If it is difficult to modify your build process to create a new build configuration, then you may need to create a build specification instead.
A build specification file is a summary that details how your application is built. In particular, it summarizes the steps needed to perform static security analysis and specifies the files to be processed and the compilation options to use. It also describes the pseudo object modules that must be linked to generate the analysis results and the librarian invocations that are needed to combine those pseudo object modules into static link libraries.
The Intel® Compiler provides utility programs to create and execute build specifications. Invoke any of these utilities with the -help switch to get a usage message or with the -version switch to identify the version.
Creating a Build Specification File
There are several ways to create a build specification. They are described here in order of convenience.
-
Run your normal (debug) build under the injection utility
The injection utility launches your build command as a child process, intercepts process creations, and generates a build specification file. Each time it sees an invocation of the compiler, librarian, or linker, it captures the command options and adds a corresponding command to the build specification file. Run the utility, as shown in the following:
inspxe-inject -save-spec <output build spec> -- <build command>
For example:
inspxe-inject -save-spec buildapp_sca.spec -- make debug
The injection utility automatically recognizes the following four compilers: the Intel® C++ compiler, the Intel® Fortran compiler, the Microsoft Visual C++* compiler, and the GNU* C++ compiler. The injection utility will not operate correctly if your build procedure invokes a compiler, librarian, or linker on another computer.

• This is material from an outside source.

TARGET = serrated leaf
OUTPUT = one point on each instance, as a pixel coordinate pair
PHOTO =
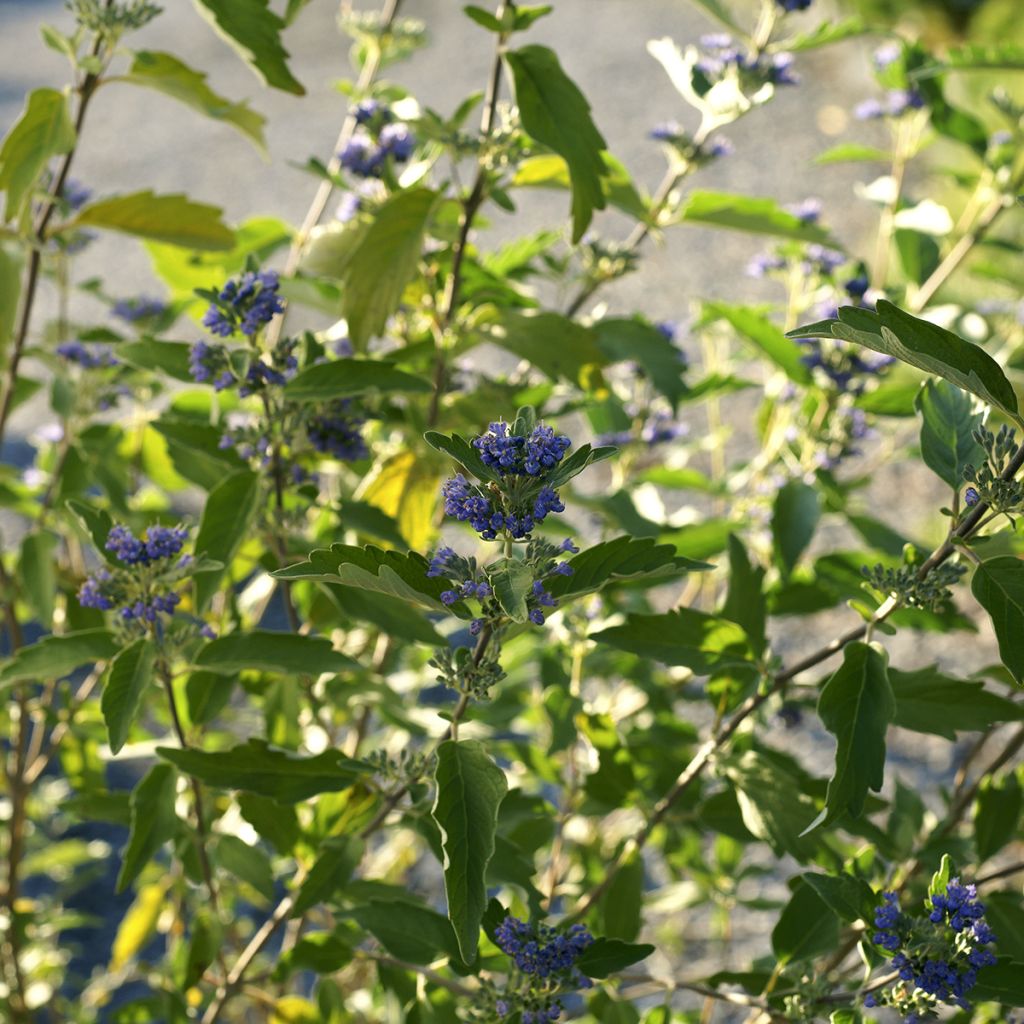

NoteIf your build procedure compiles or links files that are not part of your application, the resulting build specification file will also analyze those files. If you cannot avoid compiling unrelated source files during your build, edit the build specification file with a text editor to eliminate the unwanted compilation and link steps.
-
Modify your build procedure to "wrap" each compilation,
librarian, and linker step, then execute the modified build
You can modify your build program or script to invoke the compiler, librarian, or linker indirectly using the wrapper utility. The wrapper utility appends a single action to the build specification file that corresponds to a command. It then executes the specified command (unless the --no-run switch is supplied). At every point where your build program or script invokes the compiler, librarian, or linker, run the utility, as shown in the following:
inspxe-wrap -save-spec <output build spec> [-no-run] -- <command>
For example:
inspxe-wrap -save-spec buildapp_sca.spec -- icl $(CFLAGS) file1.c
NoteIf your build procedure compiles or links files that are not part of your application, you should not wrap these actions. Wrapping would include these actions in the build specification, which is undesirable.
NoteThe actions created by your instrumented build will be appended to the previous contents of the build specification. Therefore, before you execute your modified build, you should delete the output build specification file.
Using the Build Specification File
Once you have created a build specification, you can use it to perform static security analysis. Remember to update your build specification each time a file is added or removed from the project or when compilation options change. Otherwise, full analysis of your entire application will not occur.
To perform static security analysis from a build specification, use the following command line utility.
inspxe-runsc -spec-file <build spec> [<options>]
<options> represents additional options to be passed to the compilation (and link) steps.
If no options are specified, the option to enable static security analysis at level 3 is added by default.